December 20, 2008 ☼ Economy ☼ election commission ☼ governance ☼ India ☼ institutions ☼ monetary policy ☼ politics ☼ Public Policy ☼ RBI ☼ reserve bank of India
This is an archived blog post from The Acorn.
Joe Nocera’s piece in the New York Times crediting Y V Reddy, former governor of the Reserve Bank of India, for pursuing policies that (relatively) insulated the Indian banking system from the global financial crisis, has some of India’s top bankers sounding like people looking back at their adolescence and thanking their strict parents or school principals for, well, being strict parents or school principals.
Now that those risks have been made painfully clear, every banker in India realizes that Mr Reddy did the right thing by limiting securitizations. “At times like this, you tend to appreciate what he did more than we did at the time,” said (Yes Bank founder Rana) Kapoor. “He saved us,” added (HDFC chief Deepak) Parekh. [NYT]
Now, a few experts, like V Anantha Nageswaran, have been arguing that Dr Reddy’s exemplary stewardship of the RBI was among the few bright spots in India’s economic management in the last five years. And as events proved, they were right.

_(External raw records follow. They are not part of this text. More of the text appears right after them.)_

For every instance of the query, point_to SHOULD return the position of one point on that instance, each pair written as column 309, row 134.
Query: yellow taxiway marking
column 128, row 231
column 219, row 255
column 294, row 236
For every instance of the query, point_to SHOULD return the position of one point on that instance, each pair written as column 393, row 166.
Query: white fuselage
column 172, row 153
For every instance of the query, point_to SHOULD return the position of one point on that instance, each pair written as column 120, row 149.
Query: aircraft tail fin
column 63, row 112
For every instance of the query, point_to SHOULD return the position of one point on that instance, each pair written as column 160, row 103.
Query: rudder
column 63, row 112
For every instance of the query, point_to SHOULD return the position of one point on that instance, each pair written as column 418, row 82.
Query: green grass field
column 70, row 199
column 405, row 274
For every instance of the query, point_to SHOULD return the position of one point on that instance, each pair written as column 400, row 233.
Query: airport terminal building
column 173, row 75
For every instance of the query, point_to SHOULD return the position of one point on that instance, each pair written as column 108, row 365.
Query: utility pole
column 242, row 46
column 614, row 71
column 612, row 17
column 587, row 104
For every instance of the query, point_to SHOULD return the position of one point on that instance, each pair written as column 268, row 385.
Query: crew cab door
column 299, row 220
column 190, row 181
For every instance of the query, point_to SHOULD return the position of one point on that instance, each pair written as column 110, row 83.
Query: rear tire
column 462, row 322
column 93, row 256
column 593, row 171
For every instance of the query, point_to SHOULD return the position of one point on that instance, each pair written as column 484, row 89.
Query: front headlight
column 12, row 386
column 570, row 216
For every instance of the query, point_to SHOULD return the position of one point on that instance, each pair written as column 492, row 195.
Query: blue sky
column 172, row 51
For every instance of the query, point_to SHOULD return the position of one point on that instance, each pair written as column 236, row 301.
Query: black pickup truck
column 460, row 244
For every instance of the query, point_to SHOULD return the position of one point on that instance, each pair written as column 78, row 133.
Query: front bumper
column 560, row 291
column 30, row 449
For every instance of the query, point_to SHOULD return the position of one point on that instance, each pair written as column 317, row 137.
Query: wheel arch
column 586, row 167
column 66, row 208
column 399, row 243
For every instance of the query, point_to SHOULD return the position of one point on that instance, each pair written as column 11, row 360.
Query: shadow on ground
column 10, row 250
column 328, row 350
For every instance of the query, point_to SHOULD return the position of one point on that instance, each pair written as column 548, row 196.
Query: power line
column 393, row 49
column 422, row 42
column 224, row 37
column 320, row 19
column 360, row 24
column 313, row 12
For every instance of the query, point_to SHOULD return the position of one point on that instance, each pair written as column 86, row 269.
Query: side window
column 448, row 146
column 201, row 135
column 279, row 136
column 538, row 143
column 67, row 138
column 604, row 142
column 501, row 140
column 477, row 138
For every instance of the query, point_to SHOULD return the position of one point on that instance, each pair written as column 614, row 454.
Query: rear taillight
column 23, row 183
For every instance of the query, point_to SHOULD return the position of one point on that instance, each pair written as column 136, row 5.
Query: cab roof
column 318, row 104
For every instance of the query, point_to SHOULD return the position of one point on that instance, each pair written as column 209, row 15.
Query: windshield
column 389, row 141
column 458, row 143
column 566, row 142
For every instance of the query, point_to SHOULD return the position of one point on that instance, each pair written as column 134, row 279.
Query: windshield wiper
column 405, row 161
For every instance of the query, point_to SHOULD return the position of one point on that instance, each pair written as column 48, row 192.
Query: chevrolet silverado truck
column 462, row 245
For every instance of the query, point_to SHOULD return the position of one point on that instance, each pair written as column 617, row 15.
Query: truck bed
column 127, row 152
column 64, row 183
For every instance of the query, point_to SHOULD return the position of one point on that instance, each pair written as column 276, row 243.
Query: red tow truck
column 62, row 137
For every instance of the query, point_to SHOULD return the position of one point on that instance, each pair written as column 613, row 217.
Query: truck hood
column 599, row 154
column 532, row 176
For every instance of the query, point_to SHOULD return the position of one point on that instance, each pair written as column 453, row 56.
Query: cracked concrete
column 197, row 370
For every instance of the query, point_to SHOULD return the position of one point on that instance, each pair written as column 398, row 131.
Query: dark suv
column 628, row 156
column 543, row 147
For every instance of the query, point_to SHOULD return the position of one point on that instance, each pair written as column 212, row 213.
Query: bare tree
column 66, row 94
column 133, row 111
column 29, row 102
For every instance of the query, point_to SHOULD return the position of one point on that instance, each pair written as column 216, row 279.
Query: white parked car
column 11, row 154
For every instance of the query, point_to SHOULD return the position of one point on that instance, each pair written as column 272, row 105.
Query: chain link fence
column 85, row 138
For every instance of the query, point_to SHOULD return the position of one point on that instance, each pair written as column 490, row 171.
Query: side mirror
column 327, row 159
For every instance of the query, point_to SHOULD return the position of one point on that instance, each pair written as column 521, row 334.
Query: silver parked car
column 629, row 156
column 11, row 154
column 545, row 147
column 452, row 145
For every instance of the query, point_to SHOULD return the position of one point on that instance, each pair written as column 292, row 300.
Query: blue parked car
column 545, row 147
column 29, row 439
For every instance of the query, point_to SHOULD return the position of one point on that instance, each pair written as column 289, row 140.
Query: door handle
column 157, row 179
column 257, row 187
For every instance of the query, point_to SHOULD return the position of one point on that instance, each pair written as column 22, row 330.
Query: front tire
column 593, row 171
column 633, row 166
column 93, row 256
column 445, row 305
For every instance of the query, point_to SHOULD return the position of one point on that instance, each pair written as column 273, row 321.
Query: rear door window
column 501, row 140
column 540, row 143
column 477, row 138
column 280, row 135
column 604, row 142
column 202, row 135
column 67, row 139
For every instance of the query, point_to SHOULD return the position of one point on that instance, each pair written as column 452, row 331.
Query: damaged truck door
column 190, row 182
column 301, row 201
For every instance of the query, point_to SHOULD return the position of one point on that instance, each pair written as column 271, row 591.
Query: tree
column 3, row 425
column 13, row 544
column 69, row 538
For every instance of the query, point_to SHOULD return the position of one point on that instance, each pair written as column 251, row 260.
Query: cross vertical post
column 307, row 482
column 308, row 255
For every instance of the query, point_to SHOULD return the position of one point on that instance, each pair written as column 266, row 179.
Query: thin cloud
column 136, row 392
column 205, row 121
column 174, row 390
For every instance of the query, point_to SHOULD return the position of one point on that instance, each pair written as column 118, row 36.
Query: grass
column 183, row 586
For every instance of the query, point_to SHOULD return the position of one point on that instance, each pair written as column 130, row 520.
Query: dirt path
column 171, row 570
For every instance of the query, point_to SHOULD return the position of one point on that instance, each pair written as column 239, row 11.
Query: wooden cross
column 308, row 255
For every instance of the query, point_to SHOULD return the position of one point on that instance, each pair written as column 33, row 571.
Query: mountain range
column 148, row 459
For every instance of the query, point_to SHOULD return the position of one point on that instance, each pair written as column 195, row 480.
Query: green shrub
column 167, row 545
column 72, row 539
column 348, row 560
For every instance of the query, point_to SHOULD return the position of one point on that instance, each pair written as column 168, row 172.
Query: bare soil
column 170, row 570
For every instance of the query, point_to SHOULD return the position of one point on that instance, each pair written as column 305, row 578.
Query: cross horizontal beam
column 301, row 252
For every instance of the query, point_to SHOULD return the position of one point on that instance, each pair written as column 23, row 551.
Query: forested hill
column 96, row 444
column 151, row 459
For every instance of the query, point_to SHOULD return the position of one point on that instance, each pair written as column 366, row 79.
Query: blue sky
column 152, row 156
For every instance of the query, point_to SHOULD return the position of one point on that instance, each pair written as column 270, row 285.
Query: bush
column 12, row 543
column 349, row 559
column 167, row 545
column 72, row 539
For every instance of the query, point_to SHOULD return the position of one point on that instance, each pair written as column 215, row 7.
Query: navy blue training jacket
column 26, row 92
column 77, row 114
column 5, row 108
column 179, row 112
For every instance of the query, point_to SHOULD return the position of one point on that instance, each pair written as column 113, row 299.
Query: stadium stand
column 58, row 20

Beyond individuals though, the underlying point is that independent institutions can deliver competent governance in their mandated areas even under bad governments. Of course, even independent institutions can be undermined over time, by packing them with less than independent-minded individuals. And that, unfortunately, might well be on the cards. The tenacious Dr Reddy is no more at the crease. The Election Commission could fall into the hands of Naveen Chawla, who the Shah Commission declared “unfit to hold any public office which demands an attitude of fair play and consideration for others.”